(Reuters) -UnitedHealth Group on Tuesday forecast 2024 profit broadly in line with Wall Street expectations, indicating that medical costs are likely to remain elevated for the health insurance giant.
The healthcare sector has this year seen a recovery in demand, especially among older patients who started returning to doctors' clinics and hospitals for procedures they had delayed during the COVID-19 pandemic.
"Management's initial FY24 guidance ahead of tomorrow's investor day brings few surprises, with the print essentially in line with management's 3Q23 call commentary," RBC Capital Markets analyst Ben Hendrix said.
The company is likely to provide its outlook on medical costs on the investor day, analysts have said.
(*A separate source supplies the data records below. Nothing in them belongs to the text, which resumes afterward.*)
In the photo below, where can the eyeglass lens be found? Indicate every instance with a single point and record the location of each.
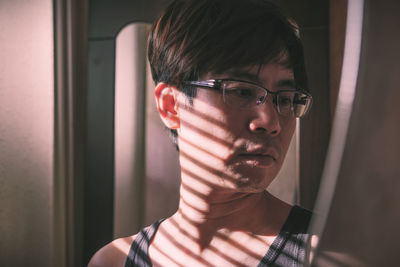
(243, 95)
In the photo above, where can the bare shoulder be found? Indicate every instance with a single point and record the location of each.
(113, 254)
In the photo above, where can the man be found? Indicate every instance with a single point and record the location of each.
(230, 83)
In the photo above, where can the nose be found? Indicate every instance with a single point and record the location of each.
(265, 120)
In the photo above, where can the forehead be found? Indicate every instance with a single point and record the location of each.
(267, 74)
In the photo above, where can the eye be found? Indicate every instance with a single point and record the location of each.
(285, 99)
(241, 92)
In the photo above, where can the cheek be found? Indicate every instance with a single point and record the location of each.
(288, 129)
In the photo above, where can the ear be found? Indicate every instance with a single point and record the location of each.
(166, 101)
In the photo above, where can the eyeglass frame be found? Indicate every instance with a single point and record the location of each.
(216, 85)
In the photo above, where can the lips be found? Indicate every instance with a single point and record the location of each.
(258, 158)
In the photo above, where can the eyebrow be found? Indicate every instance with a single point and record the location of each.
(286, 83)
(245, 75)
(241, 74)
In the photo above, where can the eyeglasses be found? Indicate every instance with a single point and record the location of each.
(244, 94)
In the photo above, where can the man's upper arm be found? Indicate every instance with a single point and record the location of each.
(113, 254)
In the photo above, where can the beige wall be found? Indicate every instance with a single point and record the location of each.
(26, 132)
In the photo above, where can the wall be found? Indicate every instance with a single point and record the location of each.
(26, 132)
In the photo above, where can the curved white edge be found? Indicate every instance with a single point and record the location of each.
(348, 83)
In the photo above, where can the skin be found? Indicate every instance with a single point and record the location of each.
(228, 157)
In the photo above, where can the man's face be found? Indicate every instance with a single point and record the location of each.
(229, 147)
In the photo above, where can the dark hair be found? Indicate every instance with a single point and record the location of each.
(194, 37)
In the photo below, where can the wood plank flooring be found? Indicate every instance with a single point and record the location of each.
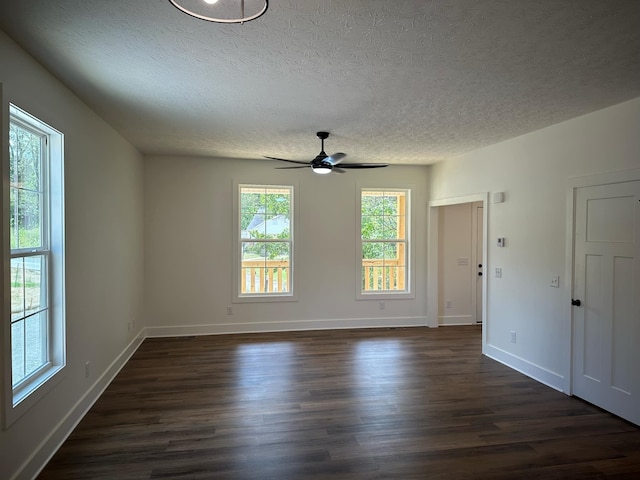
(412, 403)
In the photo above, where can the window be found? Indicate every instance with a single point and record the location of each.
(36, 243)
(265, 241)
(384, 242)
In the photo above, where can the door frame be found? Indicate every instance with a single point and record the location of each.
(573, 184)
(433, 257)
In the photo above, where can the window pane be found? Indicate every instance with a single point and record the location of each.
(372, 227)
(13, 217)
(390, 251)
(372, 250)
(371, 204)
(17, 289)
(278, 251)
(17, 351)
(35, 278)
(278, 201)
(25, 153)
(253, 252)
(390, 228)
(390, 204)
(383, 221)
(35, 334)
(29, 219)
(277, 227)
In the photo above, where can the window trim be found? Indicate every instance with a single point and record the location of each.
(409, 291)
(29, 391)
(237, 296)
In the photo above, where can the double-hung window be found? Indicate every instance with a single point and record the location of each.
(384, 249)
(265, 241)
(36, 273)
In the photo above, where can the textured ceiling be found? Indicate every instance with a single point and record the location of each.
(404, 82)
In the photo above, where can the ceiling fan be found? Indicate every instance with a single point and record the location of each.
(324, 163)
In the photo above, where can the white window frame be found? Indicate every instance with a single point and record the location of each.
(35, 385)
(408, 292)
(252, 297)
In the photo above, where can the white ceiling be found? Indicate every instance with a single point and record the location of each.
(404, 82)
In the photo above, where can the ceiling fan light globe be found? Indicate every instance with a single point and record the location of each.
(322, 169)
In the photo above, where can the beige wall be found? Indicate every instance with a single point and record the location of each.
(188, 245)
(103, 189)
(534, 171)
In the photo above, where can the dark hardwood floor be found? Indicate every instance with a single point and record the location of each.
(411, 403)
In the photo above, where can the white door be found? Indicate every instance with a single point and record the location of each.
(606, 324)
(477, 272)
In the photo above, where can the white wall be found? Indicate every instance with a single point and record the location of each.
(534, 171)
(188, 245)
(104, 230)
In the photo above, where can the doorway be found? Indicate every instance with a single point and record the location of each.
(477, 256)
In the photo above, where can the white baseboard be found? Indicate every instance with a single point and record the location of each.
(538, 373)
(50, 445)
(284, 326)
(455, 320)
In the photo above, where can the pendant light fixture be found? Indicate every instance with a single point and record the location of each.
(223, 11)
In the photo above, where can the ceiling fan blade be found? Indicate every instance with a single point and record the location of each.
(336, 158)
(290, 161)
(363, 165)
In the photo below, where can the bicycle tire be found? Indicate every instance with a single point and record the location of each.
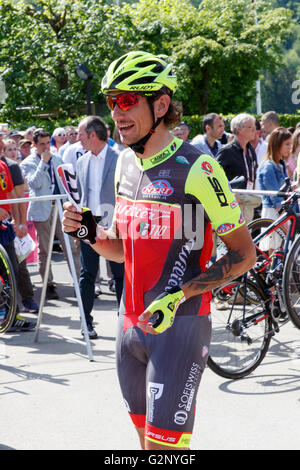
(291, 283)
(243, 366)
(233, 353)
(8, 291)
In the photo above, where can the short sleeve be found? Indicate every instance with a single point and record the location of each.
(208, 183)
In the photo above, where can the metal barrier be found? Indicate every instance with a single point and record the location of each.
(57, 211)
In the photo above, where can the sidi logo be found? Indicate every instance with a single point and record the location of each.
(296, 94)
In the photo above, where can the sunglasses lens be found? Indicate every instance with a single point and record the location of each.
(125, 101)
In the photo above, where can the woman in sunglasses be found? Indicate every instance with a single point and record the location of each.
(164, 236)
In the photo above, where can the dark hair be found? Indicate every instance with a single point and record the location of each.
(174, 114)
(40, 133)
(271, 116)
(276, 139)
(97, 125)
(208, 120)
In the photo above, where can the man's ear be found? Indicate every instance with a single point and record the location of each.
(161, 105)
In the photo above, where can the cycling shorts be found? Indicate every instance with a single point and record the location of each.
(159, 377)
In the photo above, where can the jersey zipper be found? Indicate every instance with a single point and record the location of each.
(132, 235)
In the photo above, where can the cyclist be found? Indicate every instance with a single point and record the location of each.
(162, 232)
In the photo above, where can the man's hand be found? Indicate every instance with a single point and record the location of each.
(160, 314)
(21, 230)
(71, 219)
(45, 156)
(87, 229)
(3, 214)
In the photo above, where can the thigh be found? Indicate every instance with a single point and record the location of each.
(132, 362)
(178, 359)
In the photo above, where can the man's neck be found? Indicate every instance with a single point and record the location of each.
(98, 147)
(211, 140)
(157, 142)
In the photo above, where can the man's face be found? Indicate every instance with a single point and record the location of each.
(25, 149)
(266, 126)
(84, 137)
(43, 144)
(134, 123)
(247, 132)
(72, 135)
(11, 150)
(16, 138)
(60, 138)
(217, 129)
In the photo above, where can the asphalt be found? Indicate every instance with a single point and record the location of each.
(52, 397)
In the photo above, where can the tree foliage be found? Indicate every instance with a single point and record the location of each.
(217, 48)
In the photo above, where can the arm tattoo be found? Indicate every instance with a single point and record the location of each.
(218, 274)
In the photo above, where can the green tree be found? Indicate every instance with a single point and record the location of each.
(217, 49)
(43, 42)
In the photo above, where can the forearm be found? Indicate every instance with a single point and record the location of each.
(109, 246)
(240, 257)
(229, 267)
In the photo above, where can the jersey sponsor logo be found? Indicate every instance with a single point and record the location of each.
(3, 183)
(207, 168)
(234, 204)
(161, 156)
(180, 265)
(154, 392)
(219, 191)
(158, 188)
(223, 228)
(182, 159)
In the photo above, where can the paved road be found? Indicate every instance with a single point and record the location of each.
(53, 397)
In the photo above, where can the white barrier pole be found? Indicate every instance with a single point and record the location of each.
(76, 286)
(47, 269)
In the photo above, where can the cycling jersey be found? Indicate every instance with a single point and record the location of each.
(166, 206)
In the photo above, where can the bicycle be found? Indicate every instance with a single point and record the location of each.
(261, 299)
(8, 292)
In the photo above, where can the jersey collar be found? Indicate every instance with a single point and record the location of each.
(164, 154)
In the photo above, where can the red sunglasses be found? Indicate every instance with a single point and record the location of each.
(125, 101)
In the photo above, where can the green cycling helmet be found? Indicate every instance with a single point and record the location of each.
(139, 71)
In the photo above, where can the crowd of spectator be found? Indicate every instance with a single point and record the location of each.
(260, 151)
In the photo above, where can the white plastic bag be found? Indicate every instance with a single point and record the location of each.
(24, 246)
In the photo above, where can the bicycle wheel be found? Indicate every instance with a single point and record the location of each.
(291, 283)
(241, 334)
(8, 292)
(275, 240)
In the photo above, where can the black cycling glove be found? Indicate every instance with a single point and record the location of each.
(88, 229)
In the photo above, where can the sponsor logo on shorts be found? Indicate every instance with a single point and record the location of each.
(223, 228)
(158, 188)
(207, 168)
(154, 392)
(234, 204)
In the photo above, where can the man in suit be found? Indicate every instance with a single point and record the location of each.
(95, 180)
(40, 169)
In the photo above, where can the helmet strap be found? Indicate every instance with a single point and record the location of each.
(139, 146)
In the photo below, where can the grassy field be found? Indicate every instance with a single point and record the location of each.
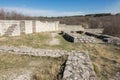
(42, 68)
(105, 57)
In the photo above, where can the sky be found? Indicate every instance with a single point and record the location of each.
(61, 7)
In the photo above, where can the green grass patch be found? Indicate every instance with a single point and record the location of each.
(43, 68)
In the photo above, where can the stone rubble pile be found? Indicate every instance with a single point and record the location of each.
(85, 39)
(78, 65)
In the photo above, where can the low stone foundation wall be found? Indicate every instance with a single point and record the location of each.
(75, 37)
(78, 65)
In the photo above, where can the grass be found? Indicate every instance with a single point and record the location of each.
(105, 57)
(43, 68)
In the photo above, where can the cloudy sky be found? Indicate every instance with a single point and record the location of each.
(61, 7)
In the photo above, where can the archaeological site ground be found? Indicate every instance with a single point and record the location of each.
(60, 48)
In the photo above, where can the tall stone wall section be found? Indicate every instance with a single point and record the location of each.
(26, 26)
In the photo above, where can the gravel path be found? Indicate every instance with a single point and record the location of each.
(78, 65)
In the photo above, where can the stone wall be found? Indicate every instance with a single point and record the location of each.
(100, 30)
(64, 27)
(26, 27)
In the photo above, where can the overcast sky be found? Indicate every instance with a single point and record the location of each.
(61, 7)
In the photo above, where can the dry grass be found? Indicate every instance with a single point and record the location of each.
(105, 57)
(42, 68)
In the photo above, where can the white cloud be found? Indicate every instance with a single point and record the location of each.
(115, 8)
(37, 12)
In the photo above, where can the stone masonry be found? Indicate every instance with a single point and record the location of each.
(78, 64)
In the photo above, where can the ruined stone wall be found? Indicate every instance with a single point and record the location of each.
(17, 27)
(28, 27)
(64, 27)
(5, 24)
(100, 30)
(46, 26)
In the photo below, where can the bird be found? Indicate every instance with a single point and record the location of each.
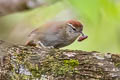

Focus will also be on the potential impact of biosimilars and newer GLP-1 drugs like Novo Nordisk (NYSE:NVO)'s Ozempic and Wegovy, and Eli Lilly (NYSE:LLY)'s Mounjaro and Zepbound, J.P. Morgan analyst Lisa Gill said in a note on Monday.
UnitedHealth (NYSE:UNH) and other health insurers have seen an increase in costs in 2023 due to the demand recovery, although in October it said levels of elective surgeries in the third quarter were more "stable" than in the second.
UnitedHealth had said it expected the upper end of its fiscal 2024 profit forecast to be in line with Wall Street estimates.
The company forecast 2024 adjusted profit of $27.50 to $28.00 per share, largely in line with analysts' average estimate of $27.90.
It forecast 2024 revenue in the range of $400 billion to $403 billion, higher than analysts' estimate of $395.77 billion.
For 2023, the company estimates adjusted earnings per share in the range of $24.85 to $25.00 compared to expectations of $24.95.